Yesterday, the Canadian Minister of Health, Leona Aglukkaq, announced a new initiative worth upwards of $135 million ($67.5M from federal sources, to be matched by partner funds) with a focus on personalized medicine -- the use of genetics, biomarkers and environmental conditions to tailor disease treatments to individual patients. The announcement was essentially a call for applications and while specific projects are not yet known, they will have a strong genomics component and be readily translatable into a clinical setting. More reason for those working in translational research to be happy, and yet another sign that basic research is in trouble.  

A good chunk of the funds is coming from Genome Canada, with other support from the Canadian Institutes of Health Research and the Cancer Stem Cell Consortium. Specifically, the contribution from the Cancer Stem Cell Consortium will support the highest ranking cancer stem cell research project. All projects are expected to last four years.  

Update to spinal cord injury summary

Finally, a note that the entry on spinal cord injury within the Stem Cell Network's patient section has been updated and expanded. We are working to update all the entries in this section and to add new ones in the coming year. 

Good news for hESC trials: transplanted human embryonic stem cell-derived retinal pigment epithelium… and it’s safe!

by Angela C.H. McDonald

As has been reported broadly this week, transplantation of human embryonic stem cell-derived retinal pigment epithelial cells appears to be safe in human patients, and it may even be efficacious (although this can only be confirmed via a Phase II trial). 

Advanced Cell Technology (of California) published a preliminary clinical report of their Phase I clinical trials online this Monday in the Lancet. The two Phase I clinical trials were initiated at UCLA’s Jules Stein Eye Institute in July 2011. These trials aimed to treat Stargardt’s Macular Dystrophy and Dry Age-Related Macular Degeneration (two major causes of blindness in the developed world). Each trial will enroll up to 12 patients, with a safety endpoint at 12 months. Four months following transplantation, no adverse affects such as tumorigenicity, ectopic tissue formation, inflammation or cell proliferation could be detected in patients.

The subretinal space of one eye in each patient was injected with retinal pigment epithelial cells generated from human embryonic stem cells. The retinal pigment epithelium is a single cell-thick protective layer in the eye. In the eye of a macular degeneration patient, retinal pigment epithelial cell degeneration causes dysfunction of photoreceptors (which sit on top of the retinal pigment epithelium) and vision in that area of the eye is lost.

Although visual acuity assessments revealed functional improvements in the transplanted eye of each patient, these results should be interpreted with caution. While the Stargardt’s Macular Dystrophy patient only showed improvement in the transplanted eye, the Dry Age-Related Macular Degeneration patient showed improved visual function in both. However, the injected eye did show more improvement than the non-treated eye.

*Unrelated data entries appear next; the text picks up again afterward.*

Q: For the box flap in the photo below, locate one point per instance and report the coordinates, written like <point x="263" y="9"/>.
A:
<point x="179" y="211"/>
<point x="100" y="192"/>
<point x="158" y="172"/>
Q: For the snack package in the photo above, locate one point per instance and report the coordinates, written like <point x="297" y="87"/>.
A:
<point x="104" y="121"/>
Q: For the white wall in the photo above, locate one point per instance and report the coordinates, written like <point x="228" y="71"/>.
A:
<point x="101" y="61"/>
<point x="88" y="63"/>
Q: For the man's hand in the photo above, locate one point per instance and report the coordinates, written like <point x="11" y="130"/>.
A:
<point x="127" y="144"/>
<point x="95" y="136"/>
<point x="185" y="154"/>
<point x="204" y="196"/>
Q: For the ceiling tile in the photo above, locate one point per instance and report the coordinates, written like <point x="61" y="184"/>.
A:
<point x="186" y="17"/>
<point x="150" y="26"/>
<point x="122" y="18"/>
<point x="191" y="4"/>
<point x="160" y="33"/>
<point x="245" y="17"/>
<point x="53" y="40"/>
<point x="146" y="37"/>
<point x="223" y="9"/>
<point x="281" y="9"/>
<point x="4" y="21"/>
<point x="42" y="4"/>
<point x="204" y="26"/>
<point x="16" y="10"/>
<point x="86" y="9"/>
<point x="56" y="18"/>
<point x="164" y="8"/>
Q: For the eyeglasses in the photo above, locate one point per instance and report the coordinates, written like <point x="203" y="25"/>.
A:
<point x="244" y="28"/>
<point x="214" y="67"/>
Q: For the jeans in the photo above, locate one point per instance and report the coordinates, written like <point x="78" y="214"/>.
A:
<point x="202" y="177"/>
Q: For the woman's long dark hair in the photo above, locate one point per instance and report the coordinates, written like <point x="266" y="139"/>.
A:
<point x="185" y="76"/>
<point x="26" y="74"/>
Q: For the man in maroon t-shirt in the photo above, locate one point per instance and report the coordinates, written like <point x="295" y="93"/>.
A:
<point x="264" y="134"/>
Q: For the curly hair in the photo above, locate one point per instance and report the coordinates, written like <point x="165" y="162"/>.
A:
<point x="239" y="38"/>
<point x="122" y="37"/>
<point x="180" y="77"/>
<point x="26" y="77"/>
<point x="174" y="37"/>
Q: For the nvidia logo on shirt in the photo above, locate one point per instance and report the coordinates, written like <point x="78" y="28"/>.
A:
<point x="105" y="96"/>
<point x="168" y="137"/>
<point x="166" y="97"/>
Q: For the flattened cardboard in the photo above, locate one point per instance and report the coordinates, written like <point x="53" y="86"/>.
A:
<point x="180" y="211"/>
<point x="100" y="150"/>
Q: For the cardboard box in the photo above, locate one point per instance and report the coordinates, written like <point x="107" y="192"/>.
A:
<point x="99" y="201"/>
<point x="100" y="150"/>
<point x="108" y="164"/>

Despite the fact that Monday’s report is very preliminary (results from only two patients at the four-month mark), the company must have a great deal of confidence in the trial for it to have made this public announcement. Additionally, Advanced Cell Technology announced in a press release published on their website Monday that patient enrollment has now begun in the UK for a Phase I clinical trial for Stargardt’s Macular Dystrophy and the first patient was treated in London last Friday.

This exciting news comes just two months after Geron’s announcement to end the first ever FDA-approved human embryonic stem cell Phase I clinical trial, a move described as a strategic financial decision by Geron (covered in a previous blog entry). Disappointment and controversy surrounded the sudden halt of the Geron trial and some question the motive behind this decision. Some speculate that a lack of efficacy in this safety trial is what lead Geron to pull the plug.

Although it felt like the stem cell community took a number of hits in 2011 (including the shut down of the Geron trial and the prohibition of patents for human embryonic stem cell products by the EU), it seems that 2012 is off to a great start.